It’s been 60 years since the world’s eyes were fixed on Melbourne as the Olympics came to town.
The opening ceremony of the 1956 Olympics wowed audiences on November 22, with 103,000 packing the MCG to welcome the athletes.
Melbourne Cricket Club librarian David Studham says the spectacle was much more formal than what we’re used to now.
“You’ve got marching bands, you’ve got a religious blessing from the Anglican Archbishop, you’ve got your formal speeches,” he said on Monday.
The ceremony was really just about the athletes marching into the stadium.
“And they marched – they were drilled in how to march,” Mr Studham said.
Melbourne was also not immune to the huge pressure of hosting the international event, with many wondering if stadiums and infrastructure would be ready or even cope.
“Even the opening ceremonies, one of my volunteers here has talked about the fact that she sat on a plank in the Olympic stand because the seating wasn’t finished,” Mr Studham said.
The home advantage also played a part in Australia’s results, especially in the pool.
With the likes of Dawn Fraser and Murray Rose, the country dominated.
“They won every single freestyle event in the mens and womens (categories),” Mr Studham said.
“We’ve never had a swimming team like it.”
In memory of the 60th anniversary, the MCG’s National Sport Museum and the MCC library are hosting exhibitions showcasing some of the period’s treasures.

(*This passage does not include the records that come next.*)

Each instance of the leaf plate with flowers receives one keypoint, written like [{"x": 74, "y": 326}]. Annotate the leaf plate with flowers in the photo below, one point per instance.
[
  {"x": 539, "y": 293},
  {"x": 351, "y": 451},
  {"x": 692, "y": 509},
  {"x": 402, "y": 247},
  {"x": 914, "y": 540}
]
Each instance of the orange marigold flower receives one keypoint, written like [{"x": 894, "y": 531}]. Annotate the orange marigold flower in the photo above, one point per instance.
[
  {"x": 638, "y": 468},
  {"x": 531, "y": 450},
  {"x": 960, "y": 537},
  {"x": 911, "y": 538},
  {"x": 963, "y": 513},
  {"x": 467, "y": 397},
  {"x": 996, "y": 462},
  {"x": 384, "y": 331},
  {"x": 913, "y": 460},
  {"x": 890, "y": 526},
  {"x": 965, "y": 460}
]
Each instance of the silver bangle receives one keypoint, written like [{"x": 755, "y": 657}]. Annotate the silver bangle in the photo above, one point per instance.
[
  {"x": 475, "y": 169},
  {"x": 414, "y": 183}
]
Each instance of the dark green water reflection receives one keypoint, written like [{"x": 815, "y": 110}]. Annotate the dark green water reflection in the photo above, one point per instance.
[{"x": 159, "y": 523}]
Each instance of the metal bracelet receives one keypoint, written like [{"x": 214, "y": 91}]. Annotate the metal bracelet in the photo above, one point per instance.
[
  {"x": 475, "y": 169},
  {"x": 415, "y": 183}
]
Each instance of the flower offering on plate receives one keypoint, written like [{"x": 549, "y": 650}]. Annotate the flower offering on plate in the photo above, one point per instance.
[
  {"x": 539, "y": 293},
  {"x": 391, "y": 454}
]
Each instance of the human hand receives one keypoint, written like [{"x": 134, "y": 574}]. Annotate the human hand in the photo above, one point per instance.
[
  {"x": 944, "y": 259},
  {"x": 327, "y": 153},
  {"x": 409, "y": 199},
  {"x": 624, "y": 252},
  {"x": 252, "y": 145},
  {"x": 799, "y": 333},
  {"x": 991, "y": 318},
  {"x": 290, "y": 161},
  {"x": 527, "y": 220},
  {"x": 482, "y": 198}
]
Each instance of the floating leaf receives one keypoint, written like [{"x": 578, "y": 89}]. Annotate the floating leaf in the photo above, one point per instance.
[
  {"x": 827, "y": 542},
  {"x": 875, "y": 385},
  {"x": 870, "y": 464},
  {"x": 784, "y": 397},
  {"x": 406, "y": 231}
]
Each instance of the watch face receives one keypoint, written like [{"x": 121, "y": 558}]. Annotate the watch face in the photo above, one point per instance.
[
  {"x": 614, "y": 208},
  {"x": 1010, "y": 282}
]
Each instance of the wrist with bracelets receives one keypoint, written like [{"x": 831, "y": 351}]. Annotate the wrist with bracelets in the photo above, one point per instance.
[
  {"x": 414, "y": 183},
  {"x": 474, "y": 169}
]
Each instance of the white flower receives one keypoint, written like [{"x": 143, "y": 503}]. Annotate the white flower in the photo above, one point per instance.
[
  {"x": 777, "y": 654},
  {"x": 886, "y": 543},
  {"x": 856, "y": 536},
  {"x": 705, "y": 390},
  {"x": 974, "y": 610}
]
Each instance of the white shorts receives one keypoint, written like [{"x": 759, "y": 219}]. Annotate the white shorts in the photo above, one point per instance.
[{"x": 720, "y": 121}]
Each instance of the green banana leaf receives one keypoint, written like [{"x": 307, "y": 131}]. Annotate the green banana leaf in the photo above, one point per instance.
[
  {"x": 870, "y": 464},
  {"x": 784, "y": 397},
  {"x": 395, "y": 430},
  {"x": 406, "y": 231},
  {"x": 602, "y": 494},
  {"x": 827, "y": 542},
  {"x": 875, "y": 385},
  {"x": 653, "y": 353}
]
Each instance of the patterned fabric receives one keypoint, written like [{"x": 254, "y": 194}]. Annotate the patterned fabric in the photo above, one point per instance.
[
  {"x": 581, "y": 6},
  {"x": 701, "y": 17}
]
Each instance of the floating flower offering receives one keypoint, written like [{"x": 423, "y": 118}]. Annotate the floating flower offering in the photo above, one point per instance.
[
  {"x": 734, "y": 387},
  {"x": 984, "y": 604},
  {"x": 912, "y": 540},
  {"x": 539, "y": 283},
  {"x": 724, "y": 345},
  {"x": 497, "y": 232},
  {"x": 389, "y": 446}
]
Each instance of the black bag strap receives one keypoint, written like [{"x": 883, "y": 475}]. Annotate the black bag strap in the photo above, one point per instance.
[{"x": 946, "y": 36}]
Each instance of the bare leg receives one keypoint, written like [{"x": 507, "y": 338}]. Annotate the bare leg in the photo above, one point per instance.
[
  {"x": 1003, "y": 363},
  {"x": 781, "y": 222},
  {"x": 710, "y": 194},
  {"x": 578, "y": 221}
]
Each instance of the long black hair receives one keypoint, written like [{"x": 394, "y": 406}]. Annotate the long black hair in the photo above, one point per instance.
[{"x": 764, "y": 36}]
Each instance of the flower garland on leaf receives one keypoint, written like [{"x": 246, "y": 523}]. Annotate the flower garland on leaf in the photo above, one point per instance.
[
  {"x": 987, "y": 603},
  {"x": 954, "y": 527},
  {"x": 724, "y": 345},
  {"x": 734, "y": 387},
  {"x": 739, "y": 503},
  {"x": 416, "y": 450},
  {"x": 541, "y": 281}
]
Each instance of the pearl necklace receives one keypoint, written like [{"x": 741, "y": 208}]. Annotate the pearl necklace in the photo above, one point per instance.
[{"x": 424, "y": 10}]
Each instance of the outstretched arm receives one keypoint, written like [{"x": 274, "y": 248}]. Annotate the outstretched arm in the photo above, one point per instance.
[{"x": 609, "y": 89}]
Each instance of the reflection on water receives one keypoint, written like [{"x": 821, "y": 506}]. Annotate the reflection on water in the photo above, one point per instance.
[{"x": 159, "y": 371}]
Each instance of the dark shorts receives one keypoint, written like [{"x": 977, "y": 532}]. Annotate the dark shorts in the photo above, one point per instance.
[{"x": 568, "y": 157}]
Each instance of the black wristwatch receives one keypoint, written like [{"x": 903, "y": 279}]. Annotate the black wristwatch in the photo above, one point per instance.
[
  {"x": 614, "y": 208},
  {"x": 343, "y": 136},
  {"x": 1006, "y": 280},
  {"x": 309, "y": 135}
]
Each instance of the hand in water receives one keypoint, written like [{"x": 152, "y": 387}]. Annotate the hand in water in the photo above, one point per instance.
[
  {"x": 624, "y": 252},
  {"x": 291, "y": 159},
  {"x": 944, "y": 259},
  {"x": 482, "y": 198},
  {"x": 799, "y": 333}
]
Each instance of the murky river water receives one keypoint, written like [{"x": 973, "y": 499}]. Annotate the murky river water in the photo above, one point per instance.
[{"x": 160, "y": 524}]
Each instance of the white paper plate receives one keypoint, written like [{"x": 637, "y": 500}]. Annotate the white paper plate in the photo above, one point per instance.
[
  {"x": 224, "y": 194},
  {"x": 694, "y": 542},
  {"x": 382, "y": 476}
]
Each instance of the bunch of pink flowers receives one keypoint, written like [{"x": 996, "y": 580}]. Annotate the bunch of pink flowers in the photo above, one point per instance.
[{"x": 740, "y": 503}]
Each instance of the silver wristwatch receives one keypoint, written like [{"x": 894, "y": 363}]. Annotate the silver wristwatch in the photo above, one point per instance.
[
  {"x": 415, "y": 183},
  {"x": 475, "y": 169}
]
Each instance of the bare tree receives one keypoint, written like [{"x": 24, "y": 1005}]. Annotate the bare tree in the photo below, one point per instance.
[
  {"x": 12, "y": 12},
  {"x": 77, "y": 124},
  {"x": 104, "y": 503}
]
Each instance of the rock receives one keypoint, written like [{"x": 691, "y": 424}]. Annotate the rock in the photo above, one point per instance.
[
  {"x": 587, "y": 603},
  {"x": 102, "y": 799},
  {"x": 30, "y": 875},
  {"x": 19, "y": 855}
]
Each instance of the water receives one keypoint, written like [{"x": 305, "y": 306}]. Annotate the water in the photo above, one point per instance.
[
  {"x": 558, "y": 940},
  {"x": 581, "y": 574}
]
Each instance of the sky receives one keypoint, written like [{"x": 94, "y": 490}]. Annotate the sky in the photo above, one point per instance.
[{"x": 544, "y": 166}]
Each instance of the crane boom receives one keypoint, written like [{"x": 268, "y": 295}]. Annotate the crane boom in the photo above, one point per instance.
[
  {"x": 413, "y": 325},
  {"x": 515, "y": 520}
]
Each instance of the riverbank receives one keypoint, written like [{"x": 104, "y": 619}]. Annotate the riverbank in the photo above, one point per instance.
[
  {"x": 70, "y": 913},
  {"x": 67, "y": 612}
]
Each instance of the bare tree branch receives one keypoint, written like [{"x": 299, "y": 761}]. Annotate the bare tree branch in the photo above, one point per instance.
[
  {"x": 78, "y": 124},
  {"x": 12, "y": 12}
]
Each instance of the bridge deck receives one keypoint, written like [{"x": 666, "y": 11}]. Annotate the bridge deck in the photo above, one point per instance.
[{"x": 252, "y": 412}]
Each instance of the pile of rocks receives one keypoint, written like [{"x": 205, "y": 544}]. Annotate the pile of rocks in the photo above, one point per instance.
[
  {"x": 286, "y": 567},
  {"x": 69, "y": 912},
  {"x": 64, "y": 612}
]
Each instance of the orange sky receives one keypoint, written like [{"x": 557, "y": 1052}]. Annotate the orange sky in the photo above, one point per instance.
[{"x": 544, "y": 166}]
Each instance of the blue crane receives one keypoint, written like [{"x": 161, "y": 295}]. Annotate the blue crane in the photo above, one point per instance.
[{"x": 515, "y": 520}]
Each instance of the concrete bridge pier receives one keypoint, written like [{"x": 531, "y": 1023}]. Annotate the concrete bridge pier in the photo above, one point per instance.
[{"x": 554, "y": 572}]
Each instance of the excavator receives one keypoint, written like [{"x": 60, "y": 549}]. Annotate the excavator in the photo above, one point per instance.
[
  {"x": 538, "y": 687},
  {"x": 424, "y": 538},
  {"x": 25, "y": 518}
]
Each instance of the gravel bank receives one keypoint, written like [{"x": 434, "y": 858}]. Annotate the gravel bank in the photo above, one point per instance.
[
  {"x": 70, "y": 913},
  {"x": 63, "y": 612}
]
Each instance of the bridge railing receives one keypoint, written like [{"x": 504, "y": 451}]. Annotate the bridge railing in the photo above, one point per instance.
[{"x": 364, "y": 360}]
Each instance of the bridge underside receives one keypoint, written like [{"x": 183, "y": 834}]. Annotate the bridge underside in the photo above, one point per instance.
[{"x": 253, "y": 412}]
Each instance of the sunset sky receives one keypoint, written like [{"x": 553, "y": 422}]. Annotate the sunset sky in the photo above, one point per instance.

The 1956 games cauldron, lit by Ron Clarke during the opening ceremony, is on display while gold medals from sprinter Betty Cuthbert and swimmer Murray Rose are at the National Musuem.
In the library, an organising committee report is on display, showing the signatures of most of the 1956 gold medallists.
Sports Minister John Eren says the 1956 Games hold a special place in Victoria’s history.
“Memories of the Games linger on today at locations all over Melbourne, at the National Sports Museum or above the Edward Flack Footbridge, where the iconic rings take pride of place,” he said in a statement.
The Games lasted 15 days and it was the first time they were was staged outside Europe or North America.